Daher existiert der Beschluss, auf dessen Grundlage das Außenministerium die Ausschreibung für die Ernennung eines bosnischen Richters am EGMR veröffentlicht hat, seit elf Jahren nicht mehr. Darüber hinaus hat das Außenministerium von Bosnien und Herzegowina eine neue Ausschreibung für einen Richter in Straßburg veröffentlicht, obwohl die vorherige Ausschreibung für dieselbe Position, die vor einigen Jahren veröffentlicht wurde, nicht aufgehoben wurde.
Und nun sehen wir, was dahinter steckt.
Die HDZ BiH versucht seit Jahren, den bosnischen Richter am EGMR Faris Vehabović zu diskreditieren und zu stürzen, und wirft ihm vor, hinter der Entscheidung im Fall Slaven Kovačević gegen Bosnien und Herzegowina zu stehen. Die Führer dieser Partei haben es geschafft, unter Nutzung der Lobbying-Kapazitäten Kroatiens, zu erreichen, dass die Entscheidung im Fall Kovačević de facto einer Überprüfung unterzogen wird. Tatsächlich hat ein Fünf-Richter-Gremium des Europäischen Gerichtshofs für Menschenrechte Ende letzten Jahres den Antrag der bosnischen Vertreterin und Vorsitzenden des Ministerrats von Bosnien und Herzegowina, Borjana Krišto, angenommen und den Fall Slaven Kovačević gegen Bosnien und Herzegowina zur Prüfung, d.h. zur „Überprüfung“, an die Große Kammer weitergeleitet. Danach beantragte die Vertreterin von Bosnien und Herzegowina, Monika Mijić, beim EGMR die Ablehnung des Richters Faris Vehabović in diesem Fall. Am 19. März dieses Jahres lehnten die Richter des Europäischen Gerichtshofs für Menschenrechte jedoch den Antrag von Monika Mijić auf Ablehnung des Richters Vehabović ab, was bedeutet, dass er weiterhin an der Arbeit in diesem Fall teilnehmen wird. Wenige Tage später veröffentlicht das Außenministerium von Bosnien und Herzegowina unter der Leitung von Elmedin Konaković eine öffentliche Aufforderung zur Ernennung eines neuen Richters, der Faris Vehabović nachfolgen soll.

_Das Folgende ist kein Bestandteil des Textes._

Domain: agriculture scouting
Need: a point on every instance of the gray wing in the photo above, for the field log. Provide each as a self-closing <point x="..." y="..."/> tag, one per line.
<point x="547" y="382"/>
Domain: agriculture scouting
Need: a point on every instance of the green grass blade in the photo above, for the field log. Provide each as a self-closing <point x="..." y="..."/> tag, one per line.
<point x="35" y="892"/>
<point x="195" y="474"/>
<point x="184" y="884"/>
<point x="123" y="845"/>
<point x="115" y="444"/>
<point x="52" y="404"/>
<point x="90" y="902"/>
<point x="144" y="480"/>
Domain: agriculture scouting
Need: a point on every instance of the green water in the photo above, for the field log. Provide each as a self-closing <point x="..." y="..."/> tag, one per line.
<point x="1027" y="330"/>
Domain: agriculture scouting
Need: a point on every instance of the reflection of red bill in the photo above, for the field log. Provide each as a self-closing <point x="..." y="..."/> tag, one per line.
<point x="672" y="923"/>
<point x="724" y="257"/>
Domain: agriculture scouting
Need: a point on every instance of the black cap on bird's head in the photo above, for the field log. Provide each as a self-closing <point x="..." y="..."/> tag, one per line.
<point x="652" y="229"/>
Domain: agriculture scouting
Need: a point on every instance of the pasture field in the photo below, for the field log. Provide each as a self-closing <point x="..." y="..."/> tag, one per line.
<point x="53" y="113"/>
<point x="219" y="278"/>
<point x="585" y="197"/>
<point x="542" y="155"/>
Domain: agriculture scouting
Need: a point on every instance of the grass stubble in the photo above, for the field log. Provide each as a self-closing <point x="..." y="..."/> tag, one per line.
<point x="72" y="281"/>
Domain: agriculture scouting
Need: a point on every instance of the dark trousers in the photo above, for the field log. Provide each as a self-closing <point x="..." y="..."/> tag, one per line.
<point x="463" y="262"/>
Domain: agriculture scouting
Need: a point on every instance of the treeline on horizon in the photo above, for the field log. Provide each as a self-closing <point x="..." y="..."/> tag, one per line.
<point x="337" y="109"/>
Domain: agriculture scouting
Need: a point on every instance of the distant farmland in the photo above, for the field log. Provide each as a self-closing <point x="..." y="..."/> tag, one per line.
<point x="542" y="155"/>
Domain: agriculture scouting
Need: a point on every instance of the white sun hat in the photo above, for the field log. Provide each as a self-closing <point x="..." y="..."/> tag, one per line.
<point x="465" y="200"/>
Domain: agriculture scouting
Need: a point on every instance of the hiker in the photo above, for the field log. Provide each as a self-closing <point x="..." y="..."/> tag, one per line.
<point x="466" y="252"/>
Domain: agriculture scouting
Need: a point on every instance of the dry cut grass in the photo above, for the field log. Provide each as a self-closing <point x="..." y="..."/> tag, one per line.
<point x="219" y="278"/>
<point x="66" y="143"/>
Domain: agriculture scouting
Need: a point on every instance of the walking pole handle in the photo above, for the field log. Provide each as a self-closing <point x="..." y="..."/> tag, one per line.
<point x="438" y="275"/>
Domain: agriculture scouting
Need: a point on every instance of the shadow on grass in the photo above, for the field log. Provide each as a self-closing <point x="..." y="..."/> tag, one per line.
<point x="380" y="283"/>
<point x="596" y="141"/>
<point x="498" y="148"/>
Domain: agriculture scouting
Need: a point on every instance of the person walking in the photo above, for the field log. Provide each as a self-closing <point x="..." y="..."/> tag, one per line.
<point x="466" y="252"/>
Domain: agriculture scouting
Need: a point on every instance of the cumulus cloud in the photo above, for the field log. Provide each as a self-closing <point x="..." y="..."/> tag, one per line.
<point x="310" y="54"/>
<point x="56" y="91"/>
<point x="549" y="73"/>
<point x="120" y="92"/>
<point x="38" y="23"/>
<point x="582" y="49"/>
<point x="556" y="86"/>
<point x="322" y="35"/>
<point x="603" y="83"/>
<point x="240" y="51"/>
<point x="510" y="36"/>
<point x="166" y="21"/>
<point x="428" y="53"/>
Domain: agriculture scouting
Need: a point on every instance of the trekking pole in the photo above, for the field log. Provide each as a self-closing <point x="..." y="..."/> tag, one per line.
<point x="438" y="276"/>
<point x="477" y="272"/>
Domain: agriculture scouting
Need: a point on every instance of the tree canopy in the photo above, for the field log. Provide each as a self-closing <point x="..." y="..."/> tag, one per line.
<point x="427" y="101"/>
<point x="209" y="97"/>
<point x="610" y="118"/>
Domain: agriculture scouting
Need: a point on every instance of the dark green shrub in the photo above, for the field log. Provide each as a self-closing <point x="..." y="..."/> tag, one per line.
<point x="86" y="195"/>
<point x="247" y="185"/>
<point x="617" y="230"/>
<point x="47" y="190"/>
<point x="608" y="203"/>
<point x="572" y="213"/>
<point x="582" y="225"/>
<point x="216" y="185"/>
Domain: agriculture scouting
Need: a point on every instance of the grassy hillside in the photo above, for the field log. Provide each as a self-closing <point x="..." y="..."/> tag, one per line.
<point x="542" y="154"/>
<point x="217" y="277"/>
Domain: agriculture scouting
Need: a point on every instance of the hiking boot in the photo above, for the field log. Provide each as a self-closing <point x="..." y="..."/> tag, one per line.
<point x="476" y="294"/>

Was betont werden muss, ist, dass neben dem Fall Kovačević (zur „Überprüfung“) auch der Fall DF vor dem Europäischen Gerichtshof für Menschenrechte anhängig ist, d.h. der Antrag auf Prüfung der Übereinstimmung der Verfassungsänderungen der FBiH, die der Hohe Repräsentant Christian Schmidt im Oktober 2022 erlassen hat, mit der Europäischen Konvention. Mit diesen Änderungen, erinnern wir, hat Schmidt die Kroaten der Herzegowina begünstigt und ihnen de facto die gesamte Machtbildung auf Ebene der FBiH in die Hände gegeben.